Lei ex post facto

Uma lei ex post facto (latim para "depois do fato" ou "de depois da ação") é uma lei que altera as conseqüências legais (ou status) de ações que foram cometidas antes que a lei entrasse em vigor. No direito penal, uma lei ex post facto pode criminalizar ações que eram legais no momento em que foram cometidas, ou pode piorar um crime ao colocá-lo em uma categoria mais severa do que era quando foi cometido.




No direito penal

Pode tornar a punição prescrita para um crime, mais severa. Pode também acrescentar novas penas ou prolongar uma sentença. Pode alterar as regras de prova a fim de tornar a condenação por um crime mais grave do que teria sido quando a escritura foi cometida. Por outro lado, uma forma de lei ex post facto, comumente chamada de lei de anistia, pode descriminalizar certos atos. Um perdão tem um efeito semelhante em um caso específico.
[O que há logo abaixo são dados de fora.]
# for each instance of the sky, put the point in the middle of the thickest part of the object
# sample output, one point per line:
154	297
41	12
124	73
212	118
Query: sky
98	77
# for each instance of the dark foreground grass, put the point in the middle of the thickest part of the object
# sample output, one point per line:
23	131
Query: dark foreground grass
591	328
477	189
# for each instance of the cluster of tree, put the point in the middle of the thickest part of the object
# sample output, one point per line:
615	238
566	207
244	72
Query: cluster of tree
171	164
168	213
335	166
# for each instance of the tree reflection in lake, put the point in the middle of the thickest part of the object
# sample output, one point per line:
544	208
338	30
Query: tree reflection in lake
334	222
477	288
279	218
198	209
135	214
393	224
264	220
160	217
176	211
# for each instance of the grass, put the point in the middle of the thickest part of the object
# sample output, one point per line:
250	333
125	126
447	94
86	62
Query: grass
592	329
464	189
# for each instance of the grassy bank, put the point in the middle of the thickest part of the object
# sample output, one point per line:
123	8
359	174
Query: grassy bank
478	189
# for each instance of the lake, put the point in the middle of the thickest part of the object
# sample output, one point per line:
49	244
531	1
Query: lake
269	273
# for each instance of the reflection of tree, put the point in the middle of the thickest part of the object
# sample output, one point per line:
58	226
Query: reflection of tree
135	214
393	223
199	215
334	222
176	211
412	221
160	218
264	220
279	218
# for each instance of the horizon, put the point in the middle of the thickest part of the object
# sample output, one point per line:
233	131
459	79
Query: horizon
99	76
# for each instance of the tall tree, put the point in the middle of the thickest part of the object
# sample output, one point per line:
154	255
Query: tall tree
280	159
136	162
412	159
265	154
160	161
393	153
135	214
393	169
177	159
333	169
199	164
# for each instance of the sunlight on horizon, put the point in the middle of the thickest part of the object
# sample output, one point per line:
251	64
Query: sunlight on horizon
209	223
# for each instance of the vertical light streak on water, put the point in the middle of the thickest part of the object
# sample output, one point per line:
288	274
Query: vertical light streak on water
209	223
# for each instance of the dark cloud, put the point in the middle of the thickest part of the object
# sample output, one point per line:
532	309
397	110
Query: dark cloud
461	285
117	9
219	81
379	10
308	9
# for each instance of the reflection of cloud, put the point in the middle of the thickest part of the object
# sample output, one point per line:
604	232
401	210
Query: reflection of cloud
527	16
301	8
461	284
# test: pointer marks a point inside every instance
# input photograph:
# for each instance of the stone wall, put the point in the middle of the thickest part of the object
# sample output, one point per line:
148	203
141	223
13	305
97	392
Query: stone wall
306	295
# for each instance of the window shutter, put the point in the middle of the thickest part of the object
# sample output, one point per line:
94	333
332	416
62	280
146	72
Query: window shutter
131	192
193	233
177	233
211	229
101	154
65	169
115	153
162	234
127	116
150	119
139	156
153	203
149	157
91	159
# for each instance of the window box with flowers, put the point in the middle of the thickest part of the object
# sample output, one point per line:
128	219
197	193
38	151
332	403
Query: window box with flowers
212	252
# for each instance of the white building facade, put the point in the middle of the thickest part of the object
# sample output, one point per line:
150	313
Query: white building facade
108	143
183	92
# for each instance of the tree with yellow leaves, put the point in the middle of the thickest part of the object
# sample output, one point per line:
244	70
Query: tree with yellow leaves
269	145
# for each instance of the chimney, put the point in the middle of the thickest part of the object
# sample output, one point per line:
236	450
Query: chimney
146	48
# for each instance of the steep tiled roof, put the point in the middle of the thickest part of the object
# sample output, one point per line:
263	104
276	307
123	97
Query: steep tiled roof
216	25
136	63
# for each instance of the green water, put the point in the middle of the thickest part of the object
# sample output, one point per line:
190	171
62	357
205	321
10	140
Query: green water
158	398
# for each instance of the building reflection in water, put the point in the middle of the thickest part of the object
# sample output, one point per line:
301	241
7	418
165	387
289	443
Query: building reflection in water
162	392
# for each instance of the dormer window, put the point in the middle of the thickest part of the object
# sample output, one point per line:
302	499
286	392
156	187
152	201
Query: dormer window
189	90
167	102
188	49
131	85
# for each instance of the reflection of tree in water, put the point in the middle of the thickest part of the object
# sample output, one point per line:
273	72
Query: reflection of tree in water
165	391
Outras mudanças legais podem diminuir ou eliminar possíveis punições (por exemplo, substituindo a pena de morte por prisão perpétua) retroativamente. Tais mudanças legais também são conhecidas pelo termo latino em mitius.

Constituição dos EUA

A Constituição dos Estados Unidos proíbe leis ex post facto. Duas cláusulas da Constituição proíbem as leis ex post facto. Artigo 1 A seção 9 da Constituição dos Estados Unidos declara: "Nenhuma Lei de Ataque ou Lei ex post facto será aprovada,". A seção 10 diz: "Nenhum Estado entrará em qualquer Tratado, Aliança ou Confederação; concederá Cartas de Marcas e Representações; emitirá Letras de Crédito; fará de qualquer Coisa, exceto ouro e prata, uma Moeda de Pagamento de Dívidas; aprovará qualquer Lei de Atainder, Lei ex post facto. . .'

Em direito civil

As leis ex post facto referem-se apenas às leis criminais aprovadas pelas legislações. Ela não se aplica às leis civis "que afetam negativamente os direitos privados". Em 2003, a Suprema Corte dos EUA observou a diferença entre as leis civis e penais. No caso Smith vs. Doe, o tribunal questionou a constitucionalidade da Lei de Registro de Criminosos Sexuais do Alasca (Alaska Sex Offender Registration Act). A Lei de Megan do Alasca foi aplicada aos agressores sexuais antes que a lei entrasse em vigor. Ela exigia que os infratores se registrassem junto à polícia local. Ela também exigia notificação pública via Internet. O tribunal fez um precedente legal ao decidir que a intenção da lei era civil e não-punitiva. Que era para proteger a segurança pública através da "proteção do público contra agressores sexuais".

Europa

O Parlamento Europeu proíbe a legislação ex post facto por todas as nações membros. Eles determinaram que "a legislação ex post facto também pode violar o direito dos cidadãos a uma reparação legal efetiva e a um julgamento justo...".

Na lei inglesa, as leis ex post facto são muito raras. Um exemplo foi a Lei de Crimes de Guerra de 1991 pelo Parlamento da Inglaterra. Ela permitiu que cidadãos britânicos fossem levados a julgamento por crimes de guerra que ocorreram durante a Segunda Guerra Mundial.